De acordo com Lucas Padilha, secretário municipal de Cultura, as expectativas são altas. A proposta não se limita a apenas ocupar um espaço no calendário cultural, mas visa elevar o Rio a um novo patamar no circuito artístico nacional, com foco em se tornar uma referência direta à SP-Arte, a principal feira de arte do Brasil, que acontece anualmente em São Paulo. A última edição da feira ocorreu de 8 a 12 de abril de 2026, no Pavilhão da Bienal.
O modelo do projeto carioca propõe uma abordagem mais ampla que a de uma feira tradicional. A ideia é reunir exposições, ativações e festivais artísticos em vários pontos da cidade, com o Centro do Rio como eixo principal, mas sem limitar as atividades a uma única área. Esse formato dialoga com a experiência da primeira Semana de Arte e Cultura do Rio de Janeiro, realizada em 2025 em parceria com a ArtRio, que apresentou uma agenda diversificada em museus, galerias e outros espaços culturais públicos.

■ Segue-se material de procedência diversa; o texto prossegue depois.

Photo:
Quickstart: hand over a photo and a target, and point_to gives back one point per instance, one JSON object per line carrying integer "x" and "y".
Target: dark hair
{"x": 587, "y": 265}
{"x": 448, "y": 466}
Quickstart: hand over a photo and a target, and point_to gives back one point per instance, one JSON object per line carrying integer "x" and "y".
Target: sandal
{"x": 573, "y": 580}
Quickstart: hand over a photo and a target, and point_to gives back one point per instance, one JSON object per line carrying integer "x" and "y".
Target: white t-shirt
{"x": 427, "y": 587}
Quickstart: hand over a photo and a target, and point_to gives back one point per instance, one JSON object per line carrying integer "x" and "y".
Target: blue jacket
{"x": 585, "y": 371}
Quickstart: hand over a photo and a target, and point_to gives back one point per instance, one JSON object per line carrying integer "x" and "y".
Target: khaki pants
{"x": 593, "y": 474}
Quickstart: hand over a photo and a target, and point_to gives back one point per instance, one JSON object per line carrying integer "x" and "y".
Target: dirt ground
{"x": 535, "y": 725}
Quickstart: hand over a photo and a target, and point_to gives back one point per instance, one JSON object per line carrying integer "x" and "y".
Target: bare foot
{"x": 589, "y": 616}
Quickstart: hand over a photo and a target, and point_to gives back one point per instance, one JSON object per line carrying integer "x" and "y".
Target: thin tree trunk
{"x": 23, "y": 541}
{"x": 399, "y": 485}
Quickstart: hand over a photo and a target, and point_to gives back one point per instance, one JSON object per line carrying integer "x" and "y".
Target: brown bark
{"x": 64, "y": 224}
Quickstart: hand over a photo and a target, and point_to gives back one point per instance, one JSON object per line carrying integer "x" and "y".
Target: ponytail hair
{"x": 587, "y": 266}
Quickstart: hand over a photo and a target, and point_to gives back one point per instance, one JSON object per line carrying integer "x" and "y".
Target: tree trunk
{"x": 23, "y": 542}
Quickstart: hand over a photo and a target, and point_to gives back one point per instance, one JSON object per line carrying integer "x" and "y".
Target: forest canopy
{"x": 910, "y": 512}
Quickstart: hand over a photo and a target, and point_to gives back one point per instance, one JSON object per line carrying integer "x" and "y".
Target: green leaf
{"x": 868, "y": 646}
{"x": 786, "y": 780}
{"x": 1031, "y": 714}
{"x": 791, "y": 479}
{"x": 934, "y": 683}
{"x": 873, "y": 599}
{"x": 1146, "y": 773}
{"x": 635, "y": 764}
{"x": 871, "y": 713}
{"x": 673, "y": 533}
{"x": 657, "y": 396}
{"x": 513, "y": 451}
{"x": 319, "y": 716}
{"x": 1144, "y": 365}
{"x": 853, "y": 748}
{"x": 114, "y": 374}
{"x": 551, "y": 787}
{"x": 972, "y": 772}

Calendário Cultural em Sinergia
A escolha das datas para a Semana de Arte do Rio também aproxima o evento do calendário da ArtRio, que acontecerá de 16 a 20 de setembro de 2026, na Marina da Glória. Essa sinergia sugere que a Prefeitura pretende transformar esse período em uma grande temporada de arte na cidade, aproveitando a presença de galerias, artistas, curadores e um público especializado.
Segundo Padilha, o evento integra os eixos estruturantes da política cultural do município e já consta do planejamento estratégico da cidade. O foco é claro: utilizar a arte como um vetor de reposicionamento do Rio, fortalecer o Centro como um hub de circulação cultural e aumentar a relevância da capital fluminense em uma agenda atualmente dominada por São Paulo.
Uma Disputa Cultural e Simbólica
A comparação com a SP-Arte não é meramente circunstancial. A feira em São Paulo, que já se encontra em sua 22ª edição, consolidou-se como a principal vitrine do mercado de arte e design do Brasil, sendo frequentemente reconhecida como uma das maiores da América Latina. Assim, o movimento do Rio é também uma disputa por centralidade cultural e simbólica no país.
Ainda sem uma programação completa revelada, a Semana de Arte do Rio se apresenta como mais um capítulo da tentativa de transformar o calendário cultural carioca em uma plataforma de projeção a nível nacional. Desta vez, a meta é clara: deixar de ser coadjuvante e almejar o posto que atualmente cabe à SP-Arte.